With the Elf's words, the king abruptly found his voice again. "Absolutely not," he said. "Have you taken leave of your senses, Legolas?"
"He had none to begin with," the dwarf muttered.
The Elf frowned, but before he could reply, Eldarion reacted to his father's verdict. "Adaaaa," he whimpered, tears beginning to pool in his eyes. "I want to ride the mûmak."
Aragorn looked sternly at his son; he was now well-used to his children's remarkably manipulative behavior when they wanted something. Faramir reassured him that it was natural, though he did not remember crying simply to try and convince his elders to change their minds. "Crying will not change my answer, Eldarion. And do not think to ask your naneth."
The child's face suddenly grew red with anger. Letting out an angry wail, he turned and fled the room, purposefully choosing the door that lead beyond the royal family's private quarters and to the rest of the building, an area he was not yet allowed to wander alone. He left the door wide open, and beyond a guard peered in, looking utterly bewildered.
Smiling tersely at the guard, the king said, "If you would, follow the prince and see that he does not leave the building or damage anything— including himself. I will be out shortly." The man saluted and left.
Legolas blinked in surprise. "I— my apologies. I did not realize he would react so… passionately."
"According to Faramir, it's normal," Aragorn shrugged. "The boy has Arwen's temper. His twin is less— what did you say, passionate?"
"Passionate," he confirmed.
"I imagine you were just as bad at his age," Gimli argued with a smirk. "I am sure your foster brothers have some stories they can offer."

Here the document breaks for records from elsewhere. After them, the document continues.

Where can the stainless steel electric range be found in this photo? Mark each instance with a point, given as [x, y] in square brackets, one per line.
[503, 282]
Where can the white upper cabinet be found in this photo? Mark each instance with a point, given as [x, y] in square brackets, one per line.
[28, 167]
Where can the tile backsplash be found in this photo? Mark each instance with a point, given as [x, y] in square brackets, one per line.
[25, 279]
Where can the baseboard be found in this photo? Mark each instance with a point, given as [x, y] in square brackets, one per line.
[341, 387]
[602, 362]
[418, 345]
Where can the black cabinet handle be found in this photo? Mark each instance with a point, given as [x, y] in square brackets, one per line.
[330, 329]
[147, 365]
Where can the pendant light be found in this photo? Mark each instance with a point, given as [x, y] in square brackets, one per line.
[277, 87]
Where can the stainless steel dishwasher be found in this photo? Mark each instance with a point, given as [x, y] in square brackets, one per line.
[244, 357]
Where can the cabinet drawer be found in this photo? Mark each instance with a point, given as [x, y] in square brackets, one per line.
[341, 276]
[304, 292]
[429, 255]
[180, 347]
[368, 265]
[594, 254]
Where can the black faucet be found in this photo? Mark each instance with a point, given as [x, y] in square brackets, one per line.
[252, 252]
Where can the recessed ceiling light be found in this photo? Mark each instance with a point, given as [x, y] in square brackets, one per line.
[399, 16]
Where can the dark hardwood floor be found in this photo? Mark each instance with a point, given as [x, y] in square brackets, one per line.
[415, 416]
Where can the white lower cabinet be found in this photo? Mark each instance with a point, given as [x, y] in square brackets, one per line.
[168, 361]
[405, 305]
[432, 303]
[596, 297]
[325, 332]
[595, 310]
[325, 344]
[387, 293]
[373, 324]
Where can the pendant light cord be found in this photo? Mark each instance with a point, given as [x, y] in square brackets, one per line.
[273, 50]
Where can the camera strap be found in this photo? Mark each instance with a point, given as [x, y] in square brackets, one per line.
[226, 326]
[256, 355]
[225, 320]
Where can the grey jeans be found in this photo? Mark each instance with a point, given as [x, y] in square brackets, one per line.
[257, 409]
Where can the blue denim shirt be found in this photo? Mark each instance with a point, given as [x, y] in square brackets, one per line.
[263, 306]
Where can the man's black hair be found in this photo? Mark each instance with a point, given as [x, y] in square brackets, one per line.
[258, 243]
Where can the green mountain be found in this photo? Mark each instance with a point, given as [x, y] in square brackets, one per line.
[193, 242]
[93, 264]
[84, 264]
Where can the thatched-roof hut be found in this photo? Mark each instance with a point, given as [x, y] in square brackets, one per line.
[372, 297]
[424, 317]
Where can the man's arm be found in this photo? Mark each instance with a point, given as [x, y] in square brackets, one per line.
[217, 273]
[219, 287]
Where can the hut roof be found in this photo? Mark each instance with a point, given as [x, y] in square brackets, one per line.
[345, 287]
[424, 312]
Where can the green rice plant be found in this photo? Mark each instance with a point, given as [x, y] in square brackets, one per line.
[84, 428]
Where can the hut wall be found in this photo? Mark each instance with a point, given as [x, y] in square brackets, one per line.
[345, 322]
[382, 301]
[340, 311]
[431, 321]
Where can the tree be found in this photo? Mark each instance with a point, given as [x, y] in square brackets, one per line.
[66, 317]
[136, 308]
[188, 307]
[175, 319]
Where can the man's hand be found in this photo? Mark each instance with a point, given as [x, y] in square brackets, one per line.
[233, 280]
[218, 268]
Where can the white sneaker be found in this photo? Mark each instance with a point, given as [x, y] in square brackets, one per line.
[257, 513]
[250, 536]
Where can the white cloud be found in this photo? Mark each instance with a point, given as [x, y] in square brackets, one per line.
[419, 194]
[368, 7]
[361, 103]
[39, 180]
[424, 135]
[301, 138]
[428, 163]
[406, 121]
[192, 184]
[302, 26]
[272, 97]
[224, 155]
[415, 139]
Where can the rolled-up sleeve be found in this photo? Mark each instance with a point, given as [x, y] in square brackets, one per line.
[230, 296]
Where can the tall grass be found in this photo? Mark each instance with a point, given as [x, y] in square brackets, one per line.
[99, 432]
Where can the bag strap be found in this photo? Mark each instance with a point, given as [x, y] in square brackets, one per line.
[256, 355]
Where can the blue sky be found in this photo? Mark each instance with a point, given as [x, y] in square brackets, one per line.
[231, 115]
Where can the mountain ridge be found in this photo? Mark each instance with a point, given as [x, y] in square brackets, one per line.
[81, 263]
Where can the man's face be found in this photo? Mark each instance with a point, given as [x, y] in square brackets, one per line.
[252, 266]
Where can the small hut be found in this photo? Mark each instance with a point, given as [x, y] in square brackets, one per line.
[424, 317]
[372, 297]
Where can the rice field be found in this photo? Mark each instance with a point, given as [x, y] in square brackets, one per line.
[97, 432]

"I pray you do not ask," he remarked wryly. "This celebration has already started becoming out of hand before it has even begun; I do not need embarrassing childhood tales to be passed around the delegations, as well." Exhaling and clicking his tongue, he continued, "By the time I find Eldarion, I imagine he will be through with his tantrum, or so one would hope." He glanced at them. "I very much blame the both of you for helping it evolve."
"I did not say he could ride one of those creatures!" the dwarf protested.
"No," he agreed, "but you thought to discover some less-than-flattering childhood tales from my brothers. To make amends, the both of you can figure out a way I can return that said creature to the Haradrim without causing a diplomatic disaster." Their objections fell on deaf ears as Aragorn left the room to find his son.